- Predecessor: Suketu
- Successor: Brhdratha
- Born: Mithila region

Names
- King Devarata Janaka
- Religion: Sanatana Hinduism

= Devarata Janaka =

Devarata Janaka (देवरत जनक) was the sixth descendant of King Nimi in Janaka Dynasty of the ancient Videha Kingdom. He belonged to Ikshwaku descendants. He became the king of Videha Kingdom after his father Suketu. According to Valmiki Ramayana, Devarata Janaka received the famous divine bow of Lord Shiva named as "Pinaka" for its safe-keeping.

== Description ==

According to the texts, from the lifeless body of King Nimi after his death, Mithi was born who became the first King Janaka.

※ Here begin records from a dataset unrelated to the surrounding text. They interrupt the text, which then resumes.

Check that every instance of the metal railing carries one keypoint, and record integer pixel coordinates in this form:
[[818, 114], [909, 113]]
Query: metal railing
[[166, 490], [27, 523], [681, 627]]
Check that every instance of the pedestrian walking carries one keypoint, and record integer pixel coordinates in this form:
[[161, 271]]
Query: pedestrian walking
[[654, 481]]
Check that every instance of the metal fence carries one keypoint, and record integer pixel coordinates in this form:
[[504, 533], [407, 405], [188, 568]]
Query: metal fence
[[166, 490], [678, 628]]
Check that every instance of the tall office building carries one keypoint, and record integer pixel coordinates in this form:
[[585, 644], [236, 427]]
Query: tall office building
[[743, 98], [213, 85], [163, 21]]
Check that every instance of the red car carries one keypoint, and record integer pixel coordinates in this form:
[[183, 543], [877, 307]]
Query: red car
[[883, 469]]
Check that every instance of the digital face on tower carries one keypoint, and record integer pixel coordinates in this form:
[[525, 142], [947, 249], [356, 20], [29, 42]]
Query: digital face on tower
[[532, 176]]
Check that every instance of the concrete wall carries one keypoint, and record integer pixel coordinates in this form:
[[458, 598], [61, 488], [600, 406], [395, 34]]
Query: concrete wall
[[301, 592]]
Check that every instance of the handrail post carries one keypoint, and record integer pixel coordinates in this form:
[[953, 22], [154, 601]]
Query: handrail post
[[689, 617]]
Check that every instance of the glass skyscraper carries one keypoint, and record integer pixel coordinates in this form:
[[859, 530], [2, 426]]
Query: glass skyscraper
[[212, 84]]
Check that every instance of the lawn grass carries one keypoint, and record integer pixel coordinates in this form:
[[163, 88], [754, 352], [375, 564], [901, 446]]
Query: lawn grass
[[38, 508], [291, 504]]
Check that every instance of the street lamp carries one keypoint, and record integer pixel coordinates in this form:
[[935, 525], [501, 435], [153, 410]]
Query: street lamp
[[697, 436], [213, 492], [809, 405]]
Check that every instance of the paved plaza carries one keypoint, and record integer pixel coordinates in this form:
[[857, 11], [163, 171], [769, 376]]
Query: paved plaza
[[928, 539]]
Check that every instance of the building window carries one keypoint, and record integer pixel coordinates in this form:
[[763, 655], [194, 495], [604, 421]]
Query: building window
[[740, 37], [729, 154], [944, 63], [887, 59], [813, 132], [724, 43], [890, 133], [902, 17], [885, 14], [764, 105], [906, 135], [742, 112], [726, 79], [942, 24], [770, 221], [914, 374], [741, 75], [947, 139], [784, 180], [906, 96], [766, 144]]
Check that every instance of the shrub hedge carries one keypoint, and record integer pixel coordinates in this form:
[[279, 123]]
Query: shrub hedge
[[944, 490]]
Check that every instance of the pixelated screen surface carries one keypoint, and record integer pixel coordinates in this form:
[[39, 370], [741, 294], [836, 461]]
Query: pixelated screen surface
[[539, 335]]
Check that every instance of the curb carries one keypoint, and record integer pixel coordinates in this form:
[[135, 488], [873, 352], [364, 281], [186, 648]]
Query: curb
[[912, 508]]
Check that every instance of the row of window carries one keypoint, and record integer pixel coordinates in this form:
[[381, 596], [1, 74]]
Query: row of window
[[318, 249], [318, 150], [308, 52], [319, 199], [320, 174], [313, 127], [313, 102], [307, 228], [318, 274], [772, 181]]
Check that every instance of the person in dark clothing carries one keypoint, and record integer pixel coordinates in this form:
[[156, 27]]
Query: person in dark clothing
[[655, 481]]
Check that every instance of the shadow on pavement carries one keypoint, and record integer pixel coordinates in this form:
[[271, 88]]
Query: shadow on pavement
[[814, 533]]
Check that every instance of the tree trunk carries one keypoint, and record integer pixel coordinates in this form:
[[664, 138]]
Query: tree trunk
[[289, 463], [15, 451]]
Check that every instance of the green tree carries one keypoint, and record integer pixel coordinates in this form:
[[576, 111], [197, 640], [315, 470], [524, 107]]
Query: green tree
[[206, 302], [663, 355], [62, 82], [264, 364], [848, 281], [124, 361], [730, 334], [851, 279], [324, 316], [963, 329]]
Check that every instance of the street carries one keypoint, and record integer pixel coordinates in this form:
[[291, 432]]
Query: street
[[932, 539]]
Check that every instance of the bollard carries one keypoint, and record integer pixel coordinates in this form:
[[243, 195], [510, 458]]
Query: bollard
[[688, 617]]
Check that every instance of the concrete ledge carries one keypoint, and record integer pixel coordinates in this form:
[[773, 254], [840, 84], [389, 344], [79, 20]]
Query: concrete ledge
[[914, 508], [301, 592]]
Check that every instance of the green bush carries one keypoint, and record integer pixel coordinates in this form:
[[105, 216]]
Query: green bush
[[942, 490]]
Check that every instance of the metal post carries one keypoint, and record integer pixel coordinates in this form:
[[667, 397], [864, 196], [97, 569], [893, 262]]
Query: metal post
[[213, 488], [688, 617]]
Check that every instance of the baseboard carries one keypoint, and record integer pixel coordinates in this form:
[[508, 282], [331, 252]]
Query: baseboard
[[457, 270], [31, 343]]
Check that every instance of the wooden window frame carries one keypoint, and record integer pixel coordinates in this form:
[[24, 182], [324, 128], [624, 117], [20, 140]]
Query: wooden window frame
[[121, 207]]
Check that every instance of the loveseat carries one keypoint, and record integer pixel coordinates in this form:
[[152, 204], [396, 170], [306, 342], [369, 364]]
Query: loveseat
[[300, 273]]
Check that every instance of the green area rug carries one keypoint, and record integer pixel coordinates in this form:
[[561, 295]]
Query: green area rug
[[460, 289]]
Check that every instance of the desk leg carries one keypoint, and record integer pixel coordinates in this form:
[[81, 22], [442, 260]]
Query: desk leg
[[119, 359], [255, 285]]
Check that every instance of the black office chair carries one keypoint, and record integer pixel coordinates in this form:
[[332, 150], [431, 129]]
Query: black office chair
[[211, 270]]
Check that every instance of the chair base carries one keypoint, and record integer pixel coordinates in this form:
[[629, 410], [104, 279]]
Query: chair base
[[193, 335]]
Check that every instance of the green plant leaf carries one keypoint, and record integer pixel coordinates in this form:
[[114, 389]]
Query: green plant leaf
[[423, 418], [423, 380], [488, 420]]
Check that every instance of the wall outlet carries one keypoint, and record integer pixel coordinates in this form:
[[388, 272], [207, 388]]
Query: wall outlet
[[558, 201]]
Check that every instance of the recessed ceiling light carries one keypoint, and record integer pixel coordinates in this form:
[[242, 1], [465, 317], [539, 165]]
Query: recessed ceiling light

Thereafter, King Mithi's son was Udavasu from whom Nandivardhana was born; his son was Suketu (also known as Sukesha) from whom Devarata was born. In Ramayana, Shreedwaja Janaka father of Sita, narrated the story of the divine bow Pinaka at the Swayamvar Sabha of Lord Rama and Goddess Sita in Mithila. He told that at the time of the destruction of Daksha Yagya, Lord Shiva told the Devatas, "In your eagerness to participate in the Yagya, you could not take my share. So I will cut off your precious heads with my bow." Then the Devatas immediately apologized and received his grace. Lord Shiva then gifted them this bow which they later gave to our ancestor Devarata.

In the text Mithila Mahatmya which is a section of larger text Brihadvishnupurana, Mithila has been described as the land of Devarata Janaka in the Shloka number 48.